A bit off-topic, but I just re-read itch.io Terms of Service, in particular:
Publishers retain all ownership rights to the submitted content, and by submitting content to the Service, Publishers hereby grant the following:
To Users, a non-exclusive, perpetual license to access the content and to use, reproduce, distribute, display and perform such content as permitted through the functionality of the Service. Users shall retain a license to this content even after the content is removed from the Service.
That's an interesting phrasing. It says that users are allowed to "distribute" games they download, i.e. essentially waiving copyright? Usually terms of service are quite the opposite, it looks like the words "you may not" are missing here :)
So I guess content scraping cannot be forbidden with such liberal terms of service, isn't it? Of course, there're still technical considerations, like do not overflow website with requests, etc. Would be nice to have official rules for scraping.

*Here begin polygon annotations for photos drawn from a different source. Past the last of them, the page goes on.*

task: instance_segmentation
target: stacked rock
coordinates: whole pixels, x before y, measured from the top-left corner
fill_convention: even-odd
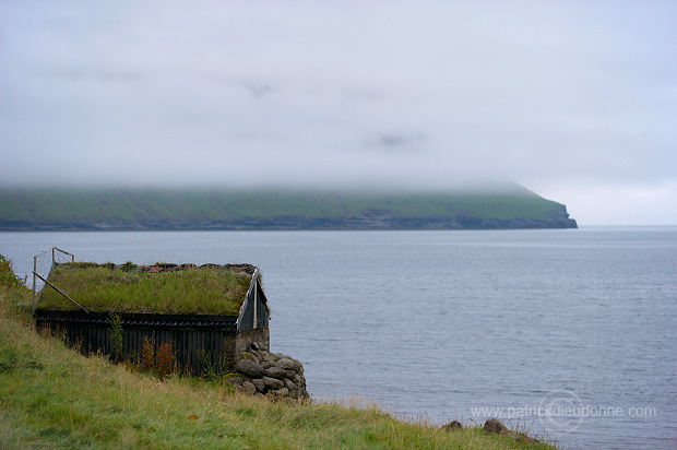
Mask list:
[[[304,366],[290,356],[250,350],[240,355],[235,370],[238,376],[231,381],[248,394],[308,398]]]

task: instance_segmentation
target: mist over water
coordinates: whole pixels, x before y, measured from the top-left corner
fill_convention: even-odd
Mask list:
[[[565,448],[677,437],[674,227],[0,234],[20,273],[52,245],[97,262],[259,265],[272,350],[304,363],[317,399],[439,424],[499,416]]]
[[[673,1],[2,7],[0,187],[509,178],[677,223]]]

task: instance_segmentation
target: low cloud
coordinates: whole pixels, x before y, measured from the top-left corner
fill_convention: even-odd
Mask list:
[[[677,193],[673,2],[3,10],[3,186],[510,178],[571,210],[580,186],[601,203]],[[676,222],[665,210],[656,221]]]

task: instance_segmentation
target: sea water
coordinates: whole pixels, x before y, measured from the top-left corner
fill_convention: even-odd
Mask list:
[[[319,400],[509,426],[563,448],[677,447],[677,228],[0,233],[20,274],[78,260],[249,262],[271,346]]]

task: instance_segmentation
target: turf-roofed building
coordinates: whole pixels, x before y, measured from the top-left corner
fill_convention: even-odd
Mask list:
[[[270,348],[270,310],[251,264],[67,262],[44,280],[37,327],[84,353],[129,360],[164,346],[179,370],[201,375],[227,370],[251,347]]]

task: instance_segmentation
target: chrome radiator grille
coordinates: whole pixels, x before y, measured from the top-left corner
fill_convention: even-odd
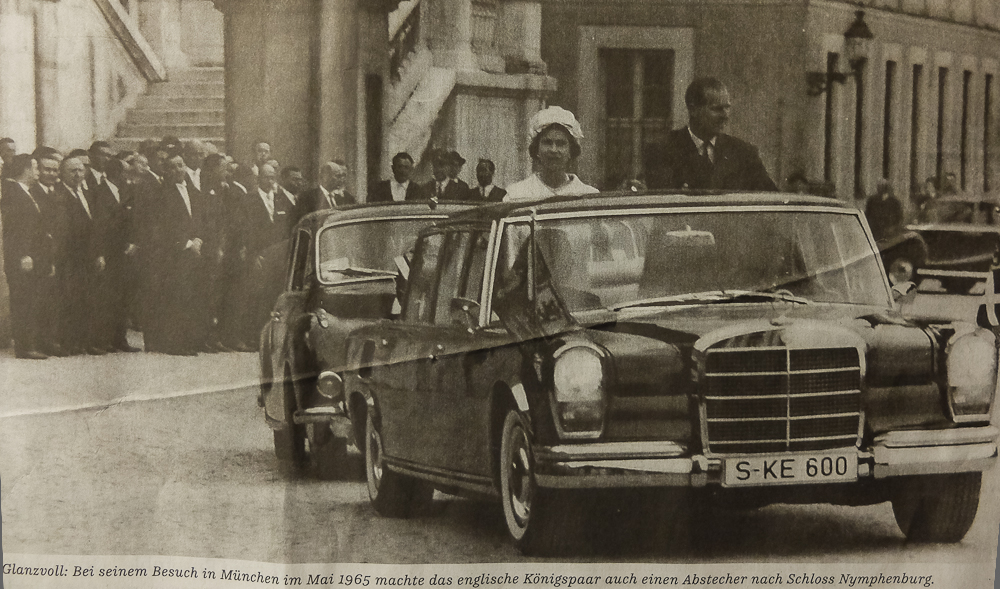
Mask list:
[[[856,348],[709,350],[705,451],[815,451],[854,446],[861,429]]]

I once scraped itch.io games' public information for game ids < 200000 as an experiment. Took a few weeks or so (I used very low request rate). Wanted to calculate some interesting stats about itch.io games, but abandoned the project because of lack of time. Maybe I'll resume it someday. A few stats I got: number of published games in this range was 125775, and total size of uploads of those games was ~5.7 Tb (I didn't download them, only collected metadata). Now I can see that number of games is more than 200k, and max game id is in ~450k range. Quite a lot, but doable :)